I hate straight people who can't listen to queer anger without saying "hey, all straight people aren't like that. I'm straight too, you know," as if their egos don't get enough stroking or protection in this arrogant, heterosexist world. Why must we take care of them, in the midst of our just anger brought on by their fucked up society?! Why add the reassurance of "Of course, I don't mean you. You don't act that way." Let them figure out for themselves whether they deserve to be included in our anger.
But of course that would mean listening to our anger, which they almost never do. They deflect it, by saying "I'm not like that" or "now look who's generalizing" or "You'll catch more flies with honey ... " or "If you focus on the negative you just give out more power" or "you're not the only one in the world who's suffering." They say "Don't yell at me, I'm on your side" or "I think you're overreacting" or "Boy, you're bitter."

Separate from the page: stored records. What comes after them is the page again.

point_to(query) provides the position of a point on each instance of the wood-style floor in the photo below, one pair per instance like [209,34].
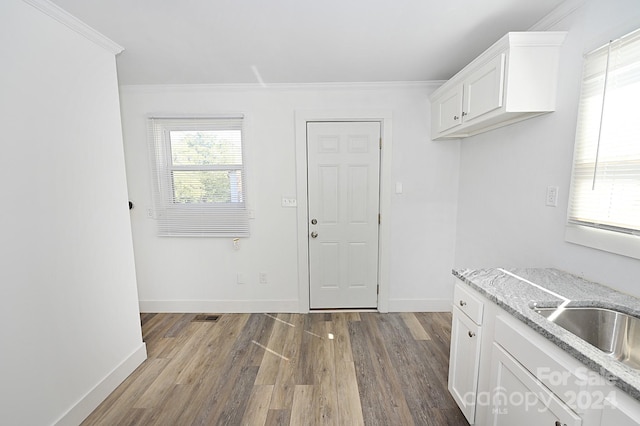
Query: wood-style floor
[289,369]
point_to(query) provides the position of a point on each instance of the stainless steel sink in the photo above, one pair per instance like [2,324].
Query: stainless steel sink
[614,333]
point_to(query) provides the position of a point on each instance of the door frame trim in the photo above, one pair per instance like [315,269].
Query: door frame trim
[384,236]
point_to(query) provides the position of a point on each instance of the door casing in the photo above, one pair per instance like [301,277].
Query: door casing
[301,119]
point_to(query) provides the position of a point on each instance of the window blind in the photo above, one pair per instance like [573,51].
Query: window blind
[199,176]
[605,189]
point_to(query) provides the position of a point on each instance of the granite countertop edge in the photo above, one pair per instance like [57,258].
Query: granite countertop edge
[517,290]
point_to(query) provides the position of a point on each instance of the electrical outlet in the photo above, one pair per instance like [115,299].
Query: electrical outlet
[552,196]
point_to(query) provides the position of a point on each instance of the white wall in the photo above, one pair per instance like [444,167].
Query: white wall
[68,306]
[191,274]
[502,217]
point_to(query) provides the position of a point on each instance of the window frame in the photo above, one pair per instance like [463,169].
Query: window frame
[204,219]
[618,240]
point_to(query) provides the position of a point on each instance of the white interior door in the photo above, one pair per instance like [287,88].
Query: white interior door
[343,160]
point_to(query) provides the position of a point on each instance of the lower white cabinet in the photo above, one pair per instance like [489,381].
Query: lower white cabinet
[519,398]
[463,371]
[620,410]
[502,372]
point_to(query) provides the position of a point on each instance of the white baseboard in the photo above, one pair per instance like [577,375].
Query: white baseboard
[101,391]
[220,306]
[420,305]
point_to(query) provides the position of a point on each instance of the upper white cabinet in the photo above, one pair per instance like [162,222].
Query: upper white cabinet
[513,80]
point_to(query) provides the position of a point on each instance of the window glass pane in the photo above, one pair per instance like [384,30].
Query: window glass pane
[220,186]
[204,148]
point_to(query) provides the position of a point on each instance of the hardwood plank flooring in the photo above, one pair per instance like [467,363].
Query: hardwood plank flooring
[289,369]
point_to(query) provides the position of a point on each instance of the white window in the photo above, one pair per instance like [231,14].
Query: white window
[198,171]
[604,206]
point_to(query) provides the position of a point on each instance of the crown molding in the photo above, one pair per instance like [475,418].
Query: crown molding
[54,11]
[563,10]
[147,88]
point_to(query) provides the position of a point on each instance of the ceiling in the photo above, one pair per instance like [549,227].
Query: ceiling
[301,41]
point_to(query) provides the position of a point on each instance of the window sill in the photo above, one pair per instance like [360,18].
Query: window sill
[601,239]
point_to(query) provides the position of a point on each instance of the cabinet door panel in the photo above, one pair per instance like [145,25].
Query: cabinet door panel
[464,363]
[518,398]
[484,89]
[449,110]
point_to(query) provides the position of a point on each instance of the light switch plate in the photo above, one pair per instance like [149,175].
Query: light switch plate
[289,202]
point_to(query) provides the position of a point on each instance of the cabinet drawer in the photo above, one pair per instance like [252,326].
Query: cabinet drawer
[464,300]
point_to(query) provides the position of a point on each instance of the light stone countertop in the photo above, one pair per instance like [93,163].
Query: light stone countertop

They've taught us that good queers don't get mad. They've taught us so well that we not only hide our anger from them, we hide it from each other. We even hide it from ourselves. We hide it with substance abuse and suicide and overachieving in the hope of proving our worth. They bash us and stab us and shoot us and bomb us in ever increasing numbers and still we freak out when angry queers carry banners or signs that say Bash Back. For the last decade they let us die in droves and still we thank President Bush for planting a fucking tree, applaud him for likening PWAs to car accident victims who refuse to wear seatbelts. Let yourself be angry. Let yourself be angry that the price for visibility is the constant threat of violence, anti-queer violence to which practically every segment of this society contributes. Let yourself feel angry that there is no place in this country where we are safe, no place where we are not targeted for hatred and attack, the self-hatred, the suicide - of the closet. The next time some straight person comes down on you for being angry, tell them that until things change, you don't need any more evidence that the world turns at your expense. You don't need to see only hetero couple grocery shopping on your TV ... You don't want any more baby pictures shoved in your face until you can have or keep your own. No more weddings, showers, anniversaries, please, unless they are our own brothers and sisters celebrating. And tell them not to dismiss you by saying "You have rights," "You have privileges," "You are overreacting," or "You have a victim's mentality." Tell them "Go away from me, until you change." Go away and try on a world without the brave, strong queers that are its backbone, that are its guts and brains and souls. Go tell them go away until they have spent a month walking hand in hand in public with someone of the same sex. After they survive that, then you'll hear what they have to say about queer anger. Otherwise, tell them to shut up and listen.